5000 solcher außergerichtlicher Konfliktregelungen werden jährlich durchgeführt.

Kristin Henning, Leiterin von Neustart Tirol, gestern zur TT: „Opfer wollen in erster Linie keine Bestrafung, sondern nachvollziehen können, wieso es zur Tat gekommen ist, und eine angemessene Schadensgutmachung. Beim Tatausgleich eröffnet sich die Möglichkeit, auf die Strafe zu verzichten und den sozialen Frieden durch Verantwortungsübernahme und Entschädigung wieder herzustellen. Idealerweise bleibt zum Schluss für die Beteiligten nichts mehr ,offen‘.“ 2021 wurden Neustart Tirol 430 Beschuldigte zugewiesen. Bei 75 Prozent konnte durch Abschluss ein Prozess erspart werden.

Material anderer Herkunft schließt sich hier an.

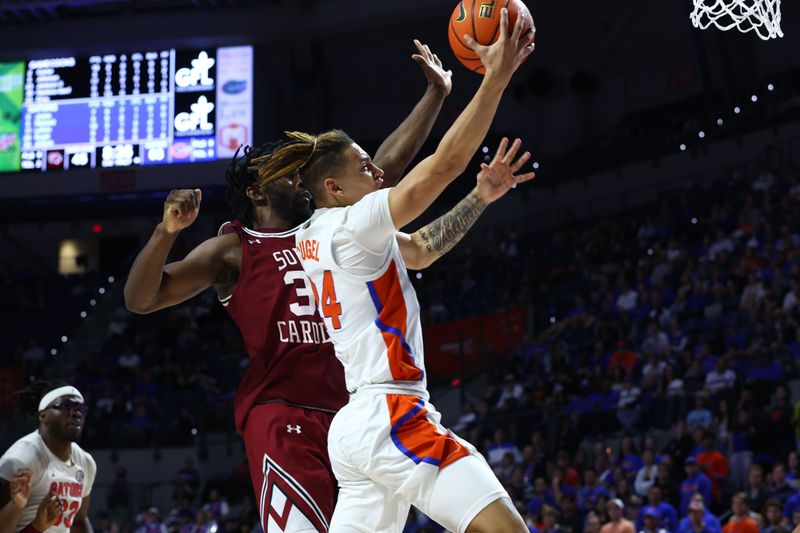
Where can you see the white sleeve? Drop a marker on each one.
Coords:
(21, 455)
(364, 239)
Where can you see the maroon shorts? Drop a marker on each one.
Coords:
(287, 450)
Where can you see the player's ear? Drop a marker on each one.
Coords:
(256, 194)
(332, 187)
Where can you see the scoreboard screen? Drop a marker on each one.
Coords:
(145, 107)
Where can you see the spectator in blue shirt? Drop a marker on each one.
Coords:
(696, 482)
(667, 515)
(700, 416)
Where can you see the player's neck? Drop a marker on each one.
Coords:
(59, 447)
(266, 218)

Besonders erfreulich für Bewährungshelferin Henning: „Aus früheren Studien wissen wir, dass 87 Prozent der Personen drei Jahre nach dem Abschluss eines Tatausgleichs nicht wieder straffällig geworden sind.“

40 Prozent der zugewiesenen Konflikte, entstanden übrigens spontan aus einer Situation heraus. Bei 25 Prozent der Fälle handelte es sich um Gewalt in der Partnerschaft. Einzig bei Nachbarschaftskonflikten liegt der Zufriedenheitsgrad nach Konfliktaufarbeitung meist eher niedrig. Henning: „Das liegt vermutlich daran, dass es sich zumeist um langjährige Konflikte handelt. Der strafrechtliche Vorfall ist da dann nur die Spitze des Eisbergs.“ Frauen fühlten sich in der Neustart-Moderation am wohlsten. Konfliktbereinigung oder auch nur die Aussprache mit dem Täter standen im Vordergrund.